Whether one makes one’s bed, straightens up his/her side of the room, or washes one’s sheets less frequently than once a week(only exception is if it actually does start to smell) is none of a roommate’s damned business!!!
Even if the request is reasonable it sets a bad precedent for future roommate interactions if D doesn’t nip the dictatorial and boundary breeching manner of said roommate in the bud by putting her on notice such a communication style is UNACCEPTABLE.
One older college classmate didn’t learn this lesson as an undergrad unfortunately and ended up having serious issues in the workplace(getting fired for antagonizing others/being demanding/argumentative) and grad school. With the latter, while the Prof conceded his point was correct and sound, the tone and manner in which he communicated it was so antagonizing and disrespectful it violated university rules on treating other members of the university community with respect and civility.

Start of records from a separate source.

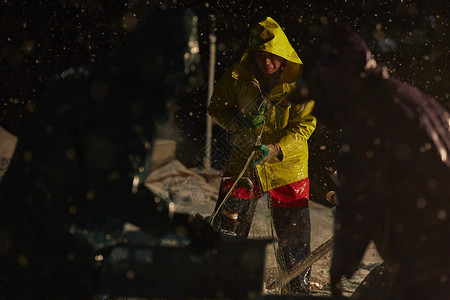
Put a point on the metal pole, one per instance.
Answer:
(305, 263)
(212, 63)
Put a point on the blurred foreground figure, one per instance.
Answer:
(394, 172)
(79, 164)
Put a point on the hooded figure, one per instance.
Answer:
(394, 170)
(249, 101)
(81, 161)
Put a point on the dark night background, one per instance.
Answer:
(40, 39)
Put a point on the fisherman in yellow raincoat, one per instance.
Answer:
(250, 101)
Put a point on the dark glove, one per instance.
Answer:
(268, 152)
(251, 120)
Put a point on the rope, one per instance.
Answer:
(257, 143)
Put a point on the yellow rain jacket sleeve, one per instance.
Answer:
(290, 126)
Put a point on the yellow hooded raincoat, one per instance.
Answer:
(290, 126)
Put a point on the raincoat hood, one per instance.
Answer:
(268, 36)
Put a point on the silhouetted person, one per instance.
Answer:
(80, 162)
(394, 171)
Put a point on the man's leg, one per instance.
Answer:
(293, 228)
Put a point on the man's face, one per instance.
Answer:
(268, 63)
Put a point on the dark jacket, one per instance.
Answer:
(394, 170)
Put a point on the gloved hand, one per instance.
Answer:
(251, 120)
(268, 152)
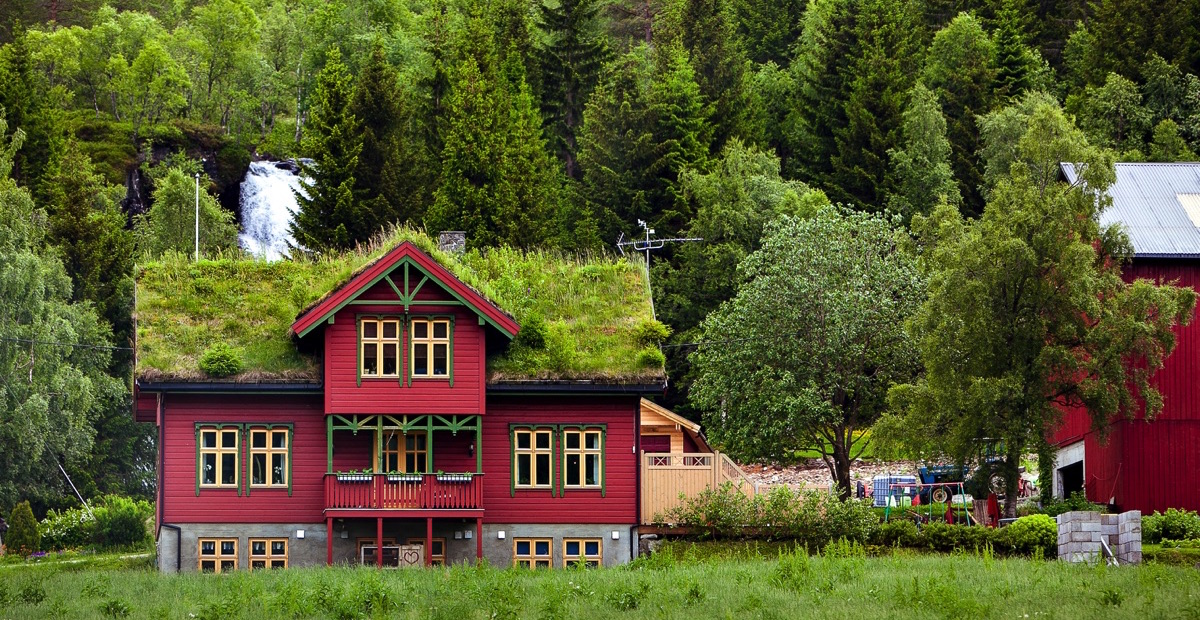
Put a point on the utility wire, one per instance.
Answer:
(101, 347)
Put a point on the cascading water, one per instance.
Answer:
(268, 204)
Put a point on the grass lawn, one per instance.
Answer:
(685, 585)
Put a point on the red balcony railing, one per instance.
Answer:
(405, 492)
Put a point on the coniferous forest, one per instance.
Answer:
(532, 124)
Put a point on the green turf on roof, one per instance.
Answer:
(591, 307)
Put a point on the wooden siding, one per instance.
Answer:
(1150, 465)
(181, 503)
(343, 395)
(619, 500)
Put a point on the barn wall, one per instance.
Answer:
(619, 500)
(184, 505)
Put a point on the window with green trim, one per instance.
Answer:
(269, 453)
(533, 457)
(219, 456)
(582, 458)
(379, 348)
(430, 350)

In short, while a few of the roommate’s “requests” may be reasonable, other types of requests and the manne/tone in which they were communicated is certainly not and would rub me and most college-aged students…especially young males the wrong way.

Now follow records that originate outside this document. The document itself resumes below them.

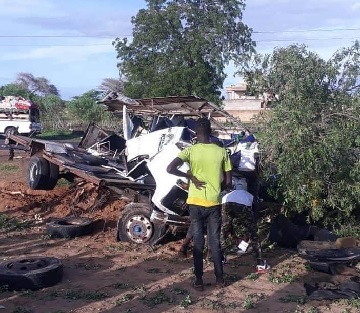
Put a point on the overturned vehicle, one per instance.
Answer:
(133, 165)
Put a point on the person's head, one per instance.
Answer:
(203, 127)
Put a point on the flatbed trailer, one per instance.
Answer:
(133, 166)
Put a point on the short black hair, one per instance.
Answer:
(203, 126)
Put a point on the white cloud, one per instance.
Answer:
(22, 8)
(355, 6)
(59, 54)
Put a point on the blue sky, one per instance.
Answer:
(79, 63)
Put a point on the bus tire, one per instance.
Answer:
(37, 175)
(134, 225)
(33, 272)
(10, 130)
(53, 176)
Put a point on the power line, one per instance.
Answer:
(305, 30)
(104, 44)
(305, 39)
(119, 35)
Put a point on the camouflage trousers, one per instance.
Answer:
(239, 223)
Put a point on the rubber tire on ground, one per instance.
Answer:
(69, 227)
(30, 273)
(53, 176)
(37, 174)
(10, 130)
(138, 212)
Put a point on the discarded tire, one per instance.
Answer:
(69, 227)
(38, 173)
(30, 273)
(134, 225)
(53, 176)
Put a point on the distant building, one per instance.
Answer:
(239, 104)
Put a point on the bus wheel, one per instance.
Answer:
(38, 173)
(10, 131)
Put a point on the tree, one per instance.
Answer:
(181, 47)
(14, 90)
(311, 136)
(85, 109)
(53, 113)
(112, 84)
(36, 85)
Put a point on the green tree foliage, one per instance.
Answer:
(36, 85)
(311, 136)
(53, 111)
(85, 109)
(14, 90)
(181, 47)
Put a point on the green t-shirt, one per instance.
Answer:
(207, 163)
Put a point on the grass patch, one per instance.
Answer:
(124, 298)
(186, 302)
(293, 298)
(156, 299)
(219, 305)
(354, 303)
(21, 309)
(251, 300)
(122, 286)
(252, 276)
(10, 224)
(85, 295)
(8, 168)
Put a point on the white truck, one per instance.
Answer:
(18, 115)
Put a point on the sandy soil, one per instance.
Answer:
(103, 275)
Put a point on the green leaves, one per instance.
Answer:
(182, 47)
(311, 135)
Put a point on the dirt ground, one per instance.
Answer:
(103, 275)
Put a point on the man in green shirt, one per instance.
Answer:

Some of us may take such umbrage at the type of requests and manner/tone that we may actually end up doing the exact opposite of what said demanding roommate “requested” to hint that manner/tone of communicating is unacceptable and won’t get what he/she wants. There’s also a school of thought that one shouldn’t reward such manner/tone of communicating by going along with such demands and that doing so would be as an older neighbor puts it “pulling a Neville Chamberlain”.
Same here. A retort would be along the lines of “Who died and made you the dad/mom/dictator of our room?!!”
And there would have been an added insult to injury in my case as few students at my or many other private colleges are going through college without any parental tuition/expense assistance and paying part of the tuition directly from his summer/part-time earnings as I did.
I’d probably add I may consider accommodating such requests provided said roommate/his parents wanted to take care of the portion of tuition/dorm/fees I was paying myself.